I have tried creating a temp array and it worked but can it be done more memory efficient.

Answer 1

It is as simple as shifting the element at the 0th index to the last index after shifting the remaining elements one position to the left, m times.

Program:

import java.util.Arrays;

public class Main {
    public static void main(String[] args) {
        int input[] = { 1, 2, 3, 4, 5, 6, 7, 8, 9, 10 };
        int m = 3;
        int temp, i, j;
        for (i = 1; i <= m; i++) { // m times
            temp = input[0];
            for (j = 1; j < input.length; j++) {
                input[j - 1] = input[j];
            }
            input[input.length - 1] = temp;
        }
        System.out.println(Arrays.toString(input));
    }
}

Output:

[4, 5, 6, 7, 8, 9, 10, 1, 2, 3]

Answer 2

You can use Arrays.stream(int[],int,int) method two times to get two streams with the specified ranges of the array: near and far, then swap them and concat back into one stream:

int[] arr = {1, 2, 3, 4, 5, 6, 7, 8, 9, 10};
int n = 3;

int[] rotated = IntStream
        .concat(Arrays.stream(arr, n, arr.length),
                Arrays.stream(arr, 0, n))
        .toArray();

System.out.println(Arrays.toString(rotated));
// [4, 5, 6, 7, 8, 9, 10, 1, 2, 3]

---

^{See also: Rotate an elements in an array between a specified range}

Answer 3

The question is similar to rotating the array in left direction... Before reading the solution try to apply this... I had rotated the array without using any extra space.. Code is as follows..

 #include<bits/stdc++.h>
using namespace std;
int main()
{
    int n,rot,lpos=0;
    cin>>n;
    int arr[n];
    for(int i=0;i<n;i++)
         cin>>arr[i];
    cin>>rot;    // number of times to rotate
    int num=0,tmp,ntmp=arr[0],npos,pos=0;
    while(1)
    {
            npos=pos-rot;  // new position of element at position pos
            if(npos<0)
            {
                npos=n-rot+pos;
            }
            tmp=arr[npos];  // saved the element at npos
            arr[npos]=ntmp;
            ntmp=tmp;
            num++;
            if(num==n) // if first position again occours then exit
                break;
            if(npos==lpos)
                {
                    lpos++;
                    pos=lpos;
                    ntmp=arr[pos];
                }
                else
            pos=npos;
    }
    for(int i=0;i<n;i++)
            cout<<arr[i];
    return 0;
}

Answer 4

Yes, you can solve this in O(n) time and O(1) space. This involves reversing subarrays.

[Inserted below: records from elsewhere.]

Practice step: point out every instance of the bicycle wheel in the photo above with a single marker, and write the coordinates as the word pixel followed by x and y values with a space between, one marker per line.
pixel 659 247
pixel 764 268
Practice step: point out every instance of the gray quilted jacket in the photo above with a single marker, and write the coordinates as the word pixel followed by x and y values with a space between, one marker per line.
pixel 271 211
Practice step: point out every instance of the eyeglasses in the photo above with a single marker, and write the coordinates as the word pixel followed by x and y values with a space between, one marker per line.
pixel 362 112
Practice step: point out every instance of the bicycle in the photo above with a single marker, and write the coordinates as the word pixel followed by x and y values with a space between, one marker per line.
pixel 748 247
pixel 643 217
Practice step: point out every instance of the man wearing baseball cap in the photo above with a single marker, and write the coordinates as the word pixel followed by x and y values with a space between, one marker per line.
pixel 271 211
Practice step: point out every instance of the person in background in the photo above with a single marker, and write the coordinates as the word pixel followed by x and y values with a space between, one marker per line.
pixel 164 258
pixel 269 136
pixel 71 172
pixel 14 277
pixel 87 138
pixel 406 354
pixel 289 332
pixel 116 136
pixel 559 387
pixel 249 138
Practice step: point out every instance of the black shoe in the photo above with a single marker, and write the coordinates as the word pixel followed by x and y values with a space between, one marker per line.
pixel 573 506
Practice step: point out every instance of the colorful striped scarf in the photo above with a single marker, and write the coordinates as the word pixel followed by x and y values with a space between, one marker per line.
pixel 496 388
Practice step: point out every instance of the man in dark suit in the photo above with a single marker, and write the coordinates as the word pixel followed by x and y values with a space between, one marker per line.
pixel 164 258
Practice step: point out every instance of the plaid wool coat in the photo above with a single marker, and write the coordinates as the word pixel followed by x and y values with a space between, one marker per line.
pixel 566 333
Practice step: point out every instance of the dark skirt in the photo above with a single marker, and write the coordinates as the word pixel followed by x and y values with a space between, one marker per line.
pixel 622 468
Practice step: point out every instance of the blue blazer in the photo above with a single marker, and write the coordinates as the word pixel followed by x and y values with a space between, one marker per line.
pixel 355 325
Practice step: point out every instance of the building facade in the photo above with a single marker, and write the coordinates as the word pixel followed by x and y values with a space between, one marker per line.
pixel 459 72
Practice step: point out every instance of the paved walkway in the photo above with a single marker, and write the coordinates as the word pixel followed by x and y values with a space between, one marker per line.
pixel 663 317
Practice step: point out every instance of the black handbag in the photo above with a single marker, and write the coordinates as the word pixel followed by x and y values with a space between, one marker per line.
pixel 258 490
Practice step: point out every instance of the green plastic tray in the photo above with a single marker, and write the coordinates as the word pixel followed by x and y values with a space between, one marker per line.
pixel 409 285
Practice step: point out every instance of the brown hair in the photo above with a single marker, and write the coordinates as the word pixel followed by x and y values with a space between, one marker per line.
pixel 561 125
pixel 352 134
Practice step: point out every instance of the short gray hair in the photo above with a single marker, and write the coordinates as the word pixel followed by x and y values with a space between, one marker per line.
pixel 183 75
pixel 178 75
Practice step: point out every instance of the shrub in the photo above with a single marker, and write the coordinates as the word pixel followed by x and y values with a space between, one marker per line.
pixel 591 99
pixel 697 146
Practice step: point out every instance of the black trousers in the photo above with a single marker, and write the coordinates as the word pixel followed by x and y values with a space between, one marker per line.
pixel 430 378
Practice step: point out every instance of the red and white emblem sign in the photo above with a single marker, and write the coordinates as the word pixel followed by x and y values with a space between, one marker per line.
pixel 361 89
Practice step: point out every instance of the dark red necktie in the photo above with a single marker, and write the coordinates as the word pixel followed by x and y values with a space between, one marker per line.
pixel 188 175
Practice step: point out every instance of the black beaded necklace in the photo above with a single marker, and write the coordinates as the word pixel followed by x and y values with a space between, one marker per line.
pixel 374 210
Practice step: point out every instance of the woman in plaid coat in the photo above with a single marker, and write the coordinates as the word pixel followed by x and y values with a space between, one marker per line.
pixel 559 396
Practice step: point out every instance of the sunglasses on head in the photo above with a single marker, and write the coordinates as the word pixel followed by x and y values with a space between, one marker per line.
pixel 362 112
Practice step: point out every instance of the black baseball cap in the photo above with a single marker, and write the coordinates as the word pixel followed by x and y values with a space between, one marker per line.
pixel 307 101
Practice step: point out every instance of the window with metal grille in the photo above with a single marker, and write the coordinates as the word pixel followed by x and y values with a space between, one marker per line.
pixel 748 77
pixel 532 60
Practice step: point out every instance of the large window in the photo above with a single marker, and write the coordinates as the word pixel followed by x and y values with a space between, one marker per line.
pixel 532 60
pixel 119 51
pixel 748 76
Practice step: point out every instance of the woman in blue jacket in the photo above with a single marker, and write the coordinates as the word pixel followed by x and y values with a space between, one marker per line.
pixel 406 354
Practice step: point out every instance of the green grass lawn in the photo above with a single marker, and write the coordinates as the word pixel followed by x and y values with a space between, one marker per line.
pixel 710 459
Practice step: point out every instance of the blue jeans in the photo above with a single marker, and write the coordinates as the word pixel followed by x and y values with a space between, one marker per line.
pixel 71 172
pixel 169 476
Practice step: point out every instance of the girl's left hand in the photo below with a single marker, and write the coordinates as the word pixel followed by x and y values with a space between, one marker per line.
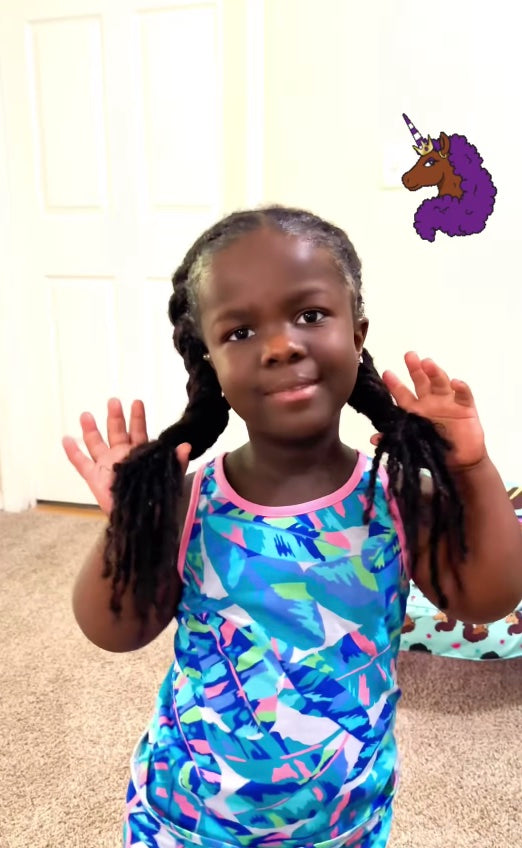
pixel 449 404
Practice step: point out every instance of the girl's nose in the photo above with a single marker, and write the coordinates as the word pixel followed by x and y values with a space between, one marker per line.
pixel 281 347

Let's take below one as an example:

[1,2,3,4,5,6,7,8,9,10]

m = 3

• Have 2 pointers and swap the first and last element, second with second last and so on. So, with the above example, our array would look like:

  [10,  9,  8,  4,  5,  6,  7,  3,  2,  1]
   ----------                   ---------
        A                           C
                -------------
                      B
  

• Important: If value of m is greater than half of the size of the array, you would stop the swapping there itself.

• In the above scenario, we have successfully divided the array into 3 parts which I have named as A,B and C.

• Now, reverse part C. So this part is now figured out.

  [10,  9,  8,  4,  5,  6,  7,  1,  2,  3]
   ----------                   
        A                           
                -------------
                      B
  

• Reverse part B which would look like below

  [10,  9,  8,  7,  6,  5,  4,  1,  2,  3]
   ----------                   
        A                           
                -------------
                      B
  

• Now, reverse the entire part (B + A) which is your final output.

  [4,  5,  6,  7,  8,  9,  10,  1,  2,  3]
  

Note: Sometimes, it's possible that part B won't exist. So you would just reverse the entire A array in this case(or you can add additional if conditions)

Snippet:

     private static void rotateArray(int[] arr,int m){
        int left = 0,right = arr.length - 1;
        int limit = Math.min(m,arr.length/2);
        while(left < limit){
            swap(arr,left++,right--);
        }

        reverse(arr,arr.length - m,arr.length-1);
        reverse(arr,m,arr.length-m-1);
        reverse(arr,0,arr.length-m-1);
    }

    private static void reverse(int[] arr,int left,int right){
        while(left < right){
           swap(arr,left++,right--);
        }
    }

    private static void swap(int[] arr,int x,int y){
        int temp = arr[x];
        arr[x] = arr[y];
        arr[y] = temp;
    }

Demo: https://onlinegdb.com/HklMoZKG4U